3) The PH-domain inhibitor PHT-7.3 is mentioned. Are there any other examples of inhibitors/drugs targeting adapter proteins? If so, a compilation of those that are available and their target accessory proteins would be interesting and strengthen the commentary.
Authors’ response: We thank the reviewer for bringing up this point. Yes, there are also a few drugs for adaptor proteins, e.g., SHP099 against SHP2 and liposome-incorporated antisense oligodeoxynucleotides towards GRB2. SHP099 is inhibiting the adaptor function, as well as the phosphatase activity of SHP2 and is used in RAS-mutated cancers (Xie, J. et al. J. Med. Chem, 2017). The anti-GRB2 miDNA targets and knocks down GRB2 mRNA and inhibits its translation. The drug was used in leukemia with the Philadelphia-chromosome (Tari et al. Int. J. Oncol, 2007). However, both drugs do not only interfere with the accessory function of these proteins as the PH-domain inhibitor of CNK1 does. We discussed more inhibitors in our latest perspective in communications biology (Pudewell et al. 2021) and will refer to this paper as it would exceed the frame of a commentary.
Reviewer 2 Report
The manuscript by Pudewell and Ahmadian is a brief commentary emphasizing the potential role of accessory proteins of the RTK-RAS-MAPK pathway in cancer and RASopathies. The manuscript is well written but gives only a glimpse of what could be their relevance to treat these diseases. Given that the topic has not received the necessary attention in the scientific literature, this commentary will be important to raise more awareness. In my opinion, this thematic area even deserves a full review.

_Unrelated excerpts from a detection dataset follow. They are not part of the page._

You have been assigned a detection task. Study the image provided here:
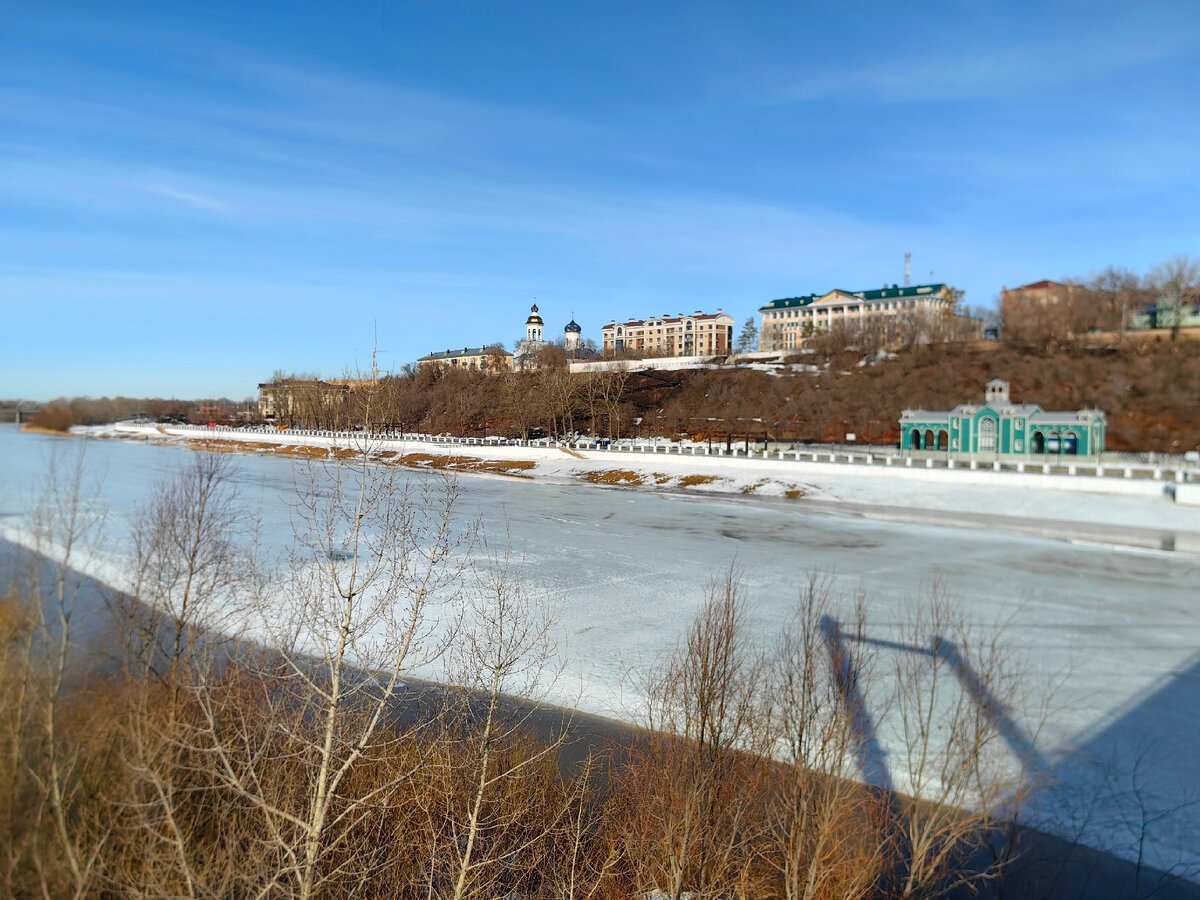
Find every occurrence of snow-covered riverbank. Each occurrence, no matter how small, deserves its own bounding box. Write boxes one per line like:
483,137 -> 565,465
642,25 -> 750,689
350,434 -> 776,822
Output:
91,424 -> 1200,554
7,426 -> 1200,874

The only comment I have is that cancers are never mutated only in KRAS4B but both KRAS isoforms. This needs to be corrected.
Author Response
Reviewer #2:
The manuscript by Pudewell and Ahmadian is a brief commentary emphasizing the potential role of accessory proteins of the RTK-RAS-MAPK pathway in cancer and RASopathies. The manuscript is well written but gives only a glimpse of what could be their relevance to treat these diseases. Given that the topic has not received the necessary attention in the scientific literature, this commentary will be important to raise more awareness. In my opinion, this thematic area even deserves a full review.
The only comment I have is that cancers are never mutated only in KRAS4B but both KRAS isoforms. This needs to be corrected.
Authors’ response: We thank the reviewer for the encouraging comments.
We changed KRAS4B in the manuscript to KRAS mutated cancers.
Reviewer 3 Report
It is very concise and written clearly. I do not have any major comment.
I just have the blew minor suggestion:
One of the main mediator of the RTKs is the Hippo signalling pathway. I think it is important to discuss about it and cite two below papers:
A gain-of-functional screen identifies the Hippo pathway as a central mediator of receptor tyrosine kinases during tumorigenesis, Oncogene volume 39, pages334–355(2020)
Author Response
Reviewer #3:
It is very concise and written clearly.